NHL Refs Are Blowing The Most Important Calls Of The Playoffs
The NHL announced today that Winnipeg’s Josh Morrissey would be suspended for his team’s Game 5 against the Wild, after Morrissey smashed Minnesota’s Eric Staal with a cross check to the back of the head in Game 4.
There’s nothing particularly surprising about the suspension, especially in a year when the NHL Department of Player Safety seems to be especially stepping up its playoff discipline on dangerous checks. But what’s weird about the Morrissey play is that the Jets defenseman didn’t get any kind of penalty for his play during the game on Tuesday. Staal crumpled to the ice without a whistle.
One of the other two suspension-worthy plays so far this postseason also passed without any penalty, when L.A.’s Drew Doughty plowed into the upper body of Vegas’s William Carrier. Doughty would avoid the penalty box in Game 1, but be forced to miss Game 2.
And finally tonight, in the first period of a tense Lightning-Devils Game 4, Tampa Bay’s Nikita Kucherov delivered a dangerously high check on New Jersey’s Sami Vatanen. Vatanen went to the locker room, but Kucherov didn’t get called for a penalty, even though his hit seems like a definite cause for at least a discussion in the league office.
So what’s going on? Why haven’t these NHL refs been able to call penalties in what appear to be the most obvious penalty-calling situations? Of course, hockey is a fast game, and the difference between a low, feet-on-the-ground, legal check and a suspension-worthy play isn’t always immediately apparent. But these refs usually do fine with all the other penalties, so it doesn’t seem like a big ask to catch the serious ones. And even if that’s not possible, there are ways the NHL could help them out. I am utterly loath to suggest more opportunities for replay review in hockey, but if you can stop the action to see if a guy’s blade was two inches offsides before a goal, why not also let coaches challenge for potential game misconducts?
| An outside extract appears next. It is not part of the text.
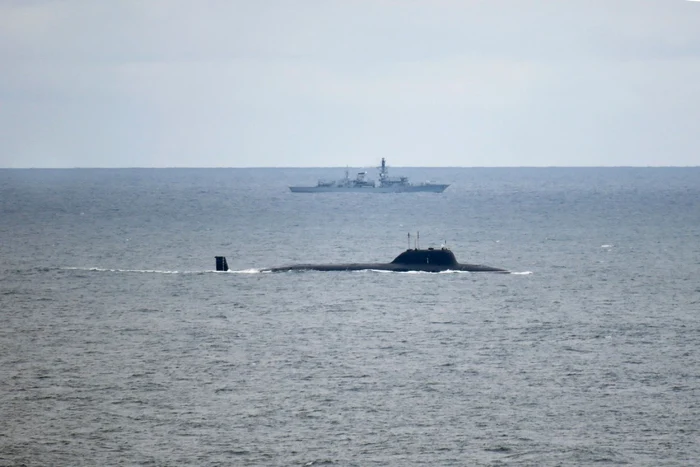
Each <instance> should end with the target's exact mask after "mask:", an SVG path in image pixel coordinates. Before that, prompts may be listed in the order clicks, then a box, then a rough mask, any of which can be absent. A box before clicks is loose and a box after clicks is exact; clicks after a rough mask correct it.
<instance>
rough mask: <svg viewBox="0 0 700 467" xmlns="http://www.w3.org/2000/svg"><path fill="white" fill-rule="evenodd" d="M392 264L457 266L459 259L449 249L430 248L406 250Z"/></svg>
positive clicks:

Whatever the issue is, these missed penalties in the first round are giving rise to a frustratingly delayed system of justice that draws attention away from what’s actually happening on the ice. Besides the near 24-hour delay in discipline that must drive coaches crazy, the one-game suspensions where game misconducts probably would have sufficed can create the perception that the NHL is overdoing the punishment on the back end to make up for the incorrect non-calls. While it’s on players first to learn how to play safely, the refs have a huge responsibility to police the egregious offenses where they occur. And in an ideal scenario, all but the absolute worst cases can be resolved during the game. The less the league office can be involved, the better.